Nodules are very complex organelle-like structures, containing several processes which operate and interact at distinct levels, including N and C metabolism, oxygen flow through the nodule, oxidative stress, and P levels, among others. These processes are very finely tuned on a whole-plant basis. The CA-PEPC-MDH is a key pathway for C feeding and C skeleton provision for N assimilation of the bacteroid. In addition, malate appears to have a crucial role in many aspects of symbiotic N2 fixation regulation, which instead of being limited or continuously driven by one single factor, tends to oscillate around limitation by more than one factor, although the malate pool size appears to be a good candidate for mediating such an oscillatory mechanism. The asparagine (ASN) pool size mimics a “feedback” regulatory effect since its synthesis depletes the malate pool. Such a system might allow immediate excess nitrogenase activity to be prevented, although it does not explain the extensive indirect evidence that some phloem-N-related substances can decrease the nitrogenase activity. How plants sense N-status and how this stimulates the regulatory factors discussed above are key issues for understanding N2 fixation regulation and must be further studied in the future.

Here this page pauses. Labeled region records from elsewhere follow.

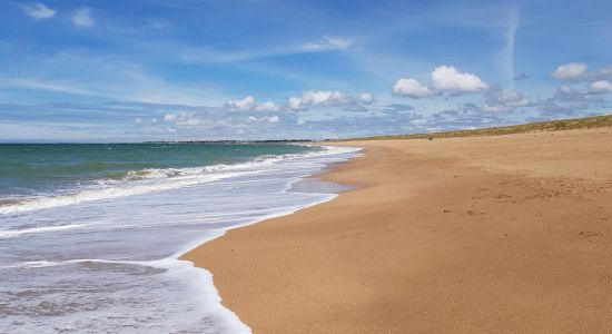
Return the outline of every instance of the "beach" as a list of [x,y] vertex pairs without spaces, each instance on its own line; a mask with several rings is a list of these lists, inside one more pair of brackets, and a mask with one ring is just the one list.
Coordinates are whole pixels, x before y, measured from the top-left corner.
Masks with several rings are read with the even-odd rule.
[[182,256],[254,333],[604,333],[612,130],[346,141],[330,202]]

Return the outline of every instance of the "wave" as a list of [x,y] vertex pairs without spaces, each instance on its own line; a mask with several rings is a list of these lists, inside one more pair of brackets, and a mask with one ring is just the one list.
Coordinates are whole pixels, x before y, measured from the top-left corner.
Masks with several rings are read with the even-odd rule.
[[2,229],[0,230],[0,238],[10,238],[18,235],[30,234],[30,233],[73,229],[73,228],[79,228],[83,226],[87,226],[87,224],[55,225],[55,226],[42,226],[42,227],[32,227],[32,228],[22,228],[22,229]]
[[130,170],[121,178],[99,179],[95,185],[72,189],[57,196],[18,199],[11,198],[11,200],[4,200],[4,203],[0,200],[0,215],[195,186],[229,177],[259,174],[265,171],[264,167],[277,164],[279,161],[306,157],[324,158],[325,156],[348,154],[358,150],[357,148],[334,146],[323,146],[322,148],[322,150],[308,151],[304,154],[259,156],[251,161],[235,165],[219,164],[190,168],[151,168]]

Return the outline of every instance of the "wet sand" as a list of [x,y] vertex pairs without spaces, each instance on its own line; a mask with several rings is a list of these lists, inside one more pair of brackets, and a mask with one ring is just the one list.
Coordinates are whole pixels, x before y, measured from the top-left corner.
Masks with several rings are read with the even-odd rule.
[[255,333],[609,333],[612,130],[354,141],[336,199],[186,254]]

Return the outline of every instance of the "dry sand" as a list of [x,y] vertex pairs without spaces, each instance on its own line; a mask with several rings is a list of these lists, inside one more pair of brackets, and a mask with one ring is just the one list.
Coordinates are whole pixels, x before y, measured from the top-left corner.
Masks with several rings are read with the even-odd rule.
[[355,190],[185,255],[255,333],[612,332],[612,130],[343,145]]

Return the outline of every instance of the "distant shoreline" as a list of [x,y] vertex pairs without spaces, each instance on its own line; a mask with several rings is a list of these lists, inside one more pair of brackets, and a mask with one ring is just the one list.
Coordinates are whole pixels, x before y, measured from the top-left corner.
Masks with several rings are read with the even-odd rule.
[[184,255],[255,333],[612,327],[612,129],[362,140],[332,202]]
[[388,140],[388,139],[434,139],[434,138],[452,138],[452,137],[481,137],[481,136],[500,136],[525,132],[542,132],[542,131],[561,131],[612,127],[612,115],[591,116],[582,118],[567,118],[556,120],[545,120],[519,125],[507,125],[477,129],[462,130],[445,130],[440,132],[422,132],[406,135],[384,135],[384,136],[366,136],[354,138],[338,139],[263,139],[263,140],[148,140],[148,141],[110,141],[110,143],[17,143],[17,141],[0,141],[0,145],[10,144],[32,144],[32,145],[51,145],[51,144],[83,144],[83,145],[109,145],[109,144],[299,144],[299,143],[337,143],[351,140]]

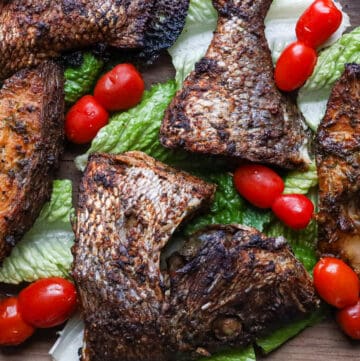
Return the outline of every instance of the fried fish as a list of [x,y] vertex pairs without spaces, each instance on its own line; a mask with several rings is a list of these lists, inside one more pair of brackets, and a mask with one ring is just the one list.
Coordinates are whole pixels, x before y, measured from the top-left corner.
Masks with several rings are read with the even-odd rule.
[[62,69],[45,62],[0,90],[0,261],[32,226],[63,149]]
[[189,0],[12,0],[0,4],[0,79],[96,43],[154,53],[181,32]]
[[316,137],[320,254],[349,263],[360,276],[360,64],[335,84]]
[[165,114],[160,131],[165,147],[306,167],[303,118],[274,83],[264,33],[271,2],[213,0],[217,29]]
[[214,190],[140,152],[91,156],[73,248],[83,361],[190,360],[316,309],[311,279],[285,239],[253,228],[199,231],[160,269],[175,229]]

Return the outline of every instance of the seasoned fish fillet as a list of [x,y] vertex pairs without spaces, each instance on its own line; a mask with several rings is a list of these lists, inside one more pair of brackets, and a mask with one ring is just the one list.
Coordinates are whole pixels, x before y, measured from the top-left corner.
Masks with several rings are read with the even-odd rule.
[[255,228],[208,227],[186,242],[173,264],[162,333],[189,356],[245,346],[319,305],[286,240]]
[[85,318],[83,360],[161,361],[160,251],[214,186],[140,153],[92,155],[80,185],[73,276]]
[[185,22],[189,0],[12,0],[0,4],[0,79],[66,50],[106,43],[166,48]]
[[360,276],[360,64],[335,84],[316,139],[321,254],[349,263]]
[[174,230],[213,193],[140,152],[90,158],[73,248],[83,361],[189,360],[248,344],[317,307],[286,241],[248,227],[198,232],[160,270]]
[[0,90],[0,261],[48,199],[63,147],[63,86],[62,69],[45,62]]
[[162,144],[284,168],[309,162],[302,116],[274,83],[264,34],[271,0],[213,0],[218,25],[170,104]]

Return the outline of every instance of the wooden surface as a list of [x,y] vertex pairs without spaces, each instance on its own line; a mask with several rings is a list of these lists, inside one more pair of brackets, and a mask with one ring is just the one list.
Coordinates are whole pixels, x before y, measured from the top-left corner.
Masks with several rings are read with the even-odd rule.
[[[351,17],[352,26],[360,25],[360,0],[340,1]],[[147,86],[164,81],[174,75],[166,56],[152,67],[142,69],[142,73]],[[74,181],[75,197],[81,174],[75,169],[73,158],[74,155],[81,154],[85,150],[86,147],[68,146],[58,172],[58,178],[70,178]],[[16,290],[16,288],[0,284],[0,294],[11,294]],[[56,340],[57,331],[58,329],[38,330],[21,347],[0,349],[0,361],[50,361],[48,351]],[[270,355],[266,357],[260,355],[259,359],[264,361],[355,361],[360,360],[360,341],[354,342],[346,338],[331,317],[306,329]]]

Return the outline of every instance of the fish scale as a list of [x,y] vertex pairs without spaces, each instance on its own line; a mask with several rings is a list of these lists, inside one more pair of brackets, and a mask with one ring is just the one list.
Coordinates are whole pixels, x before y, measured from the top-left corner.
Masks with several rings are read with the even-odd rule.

Unfortunately, despite a wealth of experimental data identifying the main bottlenecks of N2 fixation regulation, there is no unifying theory that explains all of the aspects regulating N2 fixation rates and related N-nutrition of legumes to date. Apart from its scientific value, such an understanding is required to impact several aspects of the process, mainly through legume breeding, in order to have agronomic sustainable benefits. Finally, high-throughput functional genomic tools and `omics´ applications are very valuable for the identification of many genes/transcripts/proteins/metabolites that are good candidates for more accurately dissecting the N2 fixation regulatory mechanisms associated with physiological responses to abiotic stresses. In addition, the role of specific miRNAs in the regulation of N2 fixation will most likely be further studied in the future. Using the genetic molecular methods currently available for the model plant M. truncatula, it is now feasible to clearly unravel and decipher the mechanisms underlying the regulation of N2 fixation and characterize the signal-transducing elements associated with it.